US Economy Adds Fewer Jobs Than Expected
The US economy added 911,000 fewer jobs than initial estimates had suggested in the year through March, according to preliminary data from the Labor Department. This routine annual report, a revision to payrolls data, showed that the jobs market had been growing at a slower pace than previously thought at the end of the Biden administration and in the first months of the Trump administration.
Impact on the Jobs Market
Economists had anticipated a large downward revision, but the weaker-than-expected figure bolstered concerns about the health of the world’s largest economy. The Federal Reserve is closely watching for signs of softness in the jobs market ahead of its meeting next week. The US central bank is expected to lower its benchmark interest rate after holding rates steady so far this year, as it weighs signs of a slowdown in the jobs market against fears that US President Donald Trump’s tariffs might reignite inflation.
Slowing Jobs Market
Last week, the Labor Department reported that employers added just 22,000 jobs in August, fewer than expected, while the unemployment rate ticked up from 4.2% to 4.3%. This data added to the picture of a slowing jobs market, reinforcing expectations that the US central bank will cut interest rates next week. The job growth revisions come at a politically fraught time for the Bureau of Labor Statistics, with President Trump having fired the head of the agency just weeks ago.
Political Implications
Analysts say the more recent troubles in the job market are partly due to the president’s sweeping changes to tariff and immigration policy, which economists have consistently warned would hurt the economy. However, the Labor Department revisions, which encompass part of the Biden administration, could serve as a boost for President Trump, who has pushed back against claims that his policies are fueling weakness in the jobs market. The White House press secretary, Karoline Leavitt, stated that "President Trump was right: Biden’s economy was a disaster and the BLS is broken," and reiterated calls for Jerome Powell, the chair of the Fed, to "cut the rates now".
Market Reaction
Wall Street largely looked past the jobs growth revisions, with the S&P 500 index holding steady in early trading on Tuesday.
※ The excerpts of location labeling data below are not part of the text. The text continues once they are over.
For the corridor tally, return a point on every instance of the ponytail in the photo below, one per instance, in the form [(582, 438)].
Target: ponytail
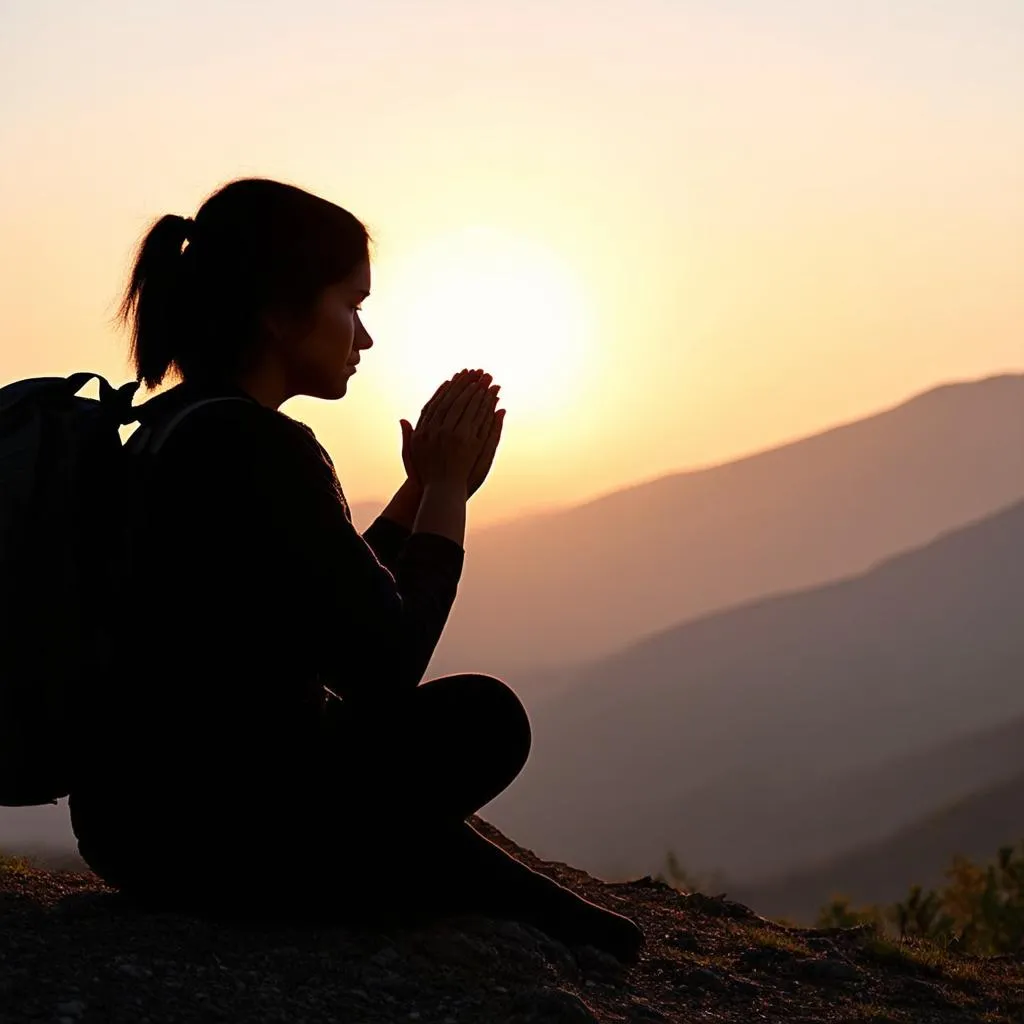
[(153, 297), (200, 289)]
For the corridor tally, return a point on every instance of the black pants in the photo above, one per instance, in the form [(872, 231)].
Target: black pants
[(382, 838), (411, 771), (383, 834)]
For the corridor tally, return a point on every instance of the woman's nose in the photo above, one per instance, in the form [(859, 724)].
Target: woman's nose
[(363, 339)]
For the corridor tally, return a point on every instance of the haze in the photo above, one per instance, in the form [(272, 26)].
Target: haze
[(711, 227)]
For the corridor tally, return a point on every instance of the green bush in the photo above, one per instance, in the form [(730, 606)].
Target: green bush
[(979, 910)]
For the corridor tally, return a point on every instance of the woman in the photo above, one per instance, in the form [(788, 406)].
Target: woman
[(273, 748)]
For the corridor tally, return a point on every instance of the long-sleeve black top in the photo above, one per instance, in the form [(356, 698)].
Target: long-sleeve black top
[(249, 592)]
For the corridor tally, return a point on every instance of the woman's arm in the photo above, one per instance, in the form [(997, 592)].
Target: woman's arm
[(388, 532)]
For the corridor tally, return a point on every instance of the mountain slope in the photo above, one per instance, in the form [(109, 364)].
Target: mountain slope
[(579, 583), (692, 738), (975, 826), (72, 952)]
However, investors remain on edge, with fresh inflation data set to be released on Thursday. This could bring fears of stagflation – a situation in which economic growth slows while consumer prices rise – to the forefront. While a deteriorating jobs market "should make it easier for the Fed to cut rates this fall, it could also throw some cold water on the recent rally," said Chris Zaccarelli, chief investment officer at Northlight Asset Management.
Conclusion
The Labor Department’s revisions were broad-based, with particularly large adjustments in services sectors including leisure and hospitality. With services being the last bastion of employment growth, this does not bode well for the overall health of the labor market. As Bradley Saunders, North America economist at Capital Economics, noted, "this does not bode well for the overall health of the labour market." The US economy’s slower-than-expected job growth has significant implications for the country’s economic health and the Federal Reserve’s decision-making process. As the economy continues to evolve, it is essential to monitor the jobs market and inflation data to understand the potential impact on the US economy and global markets.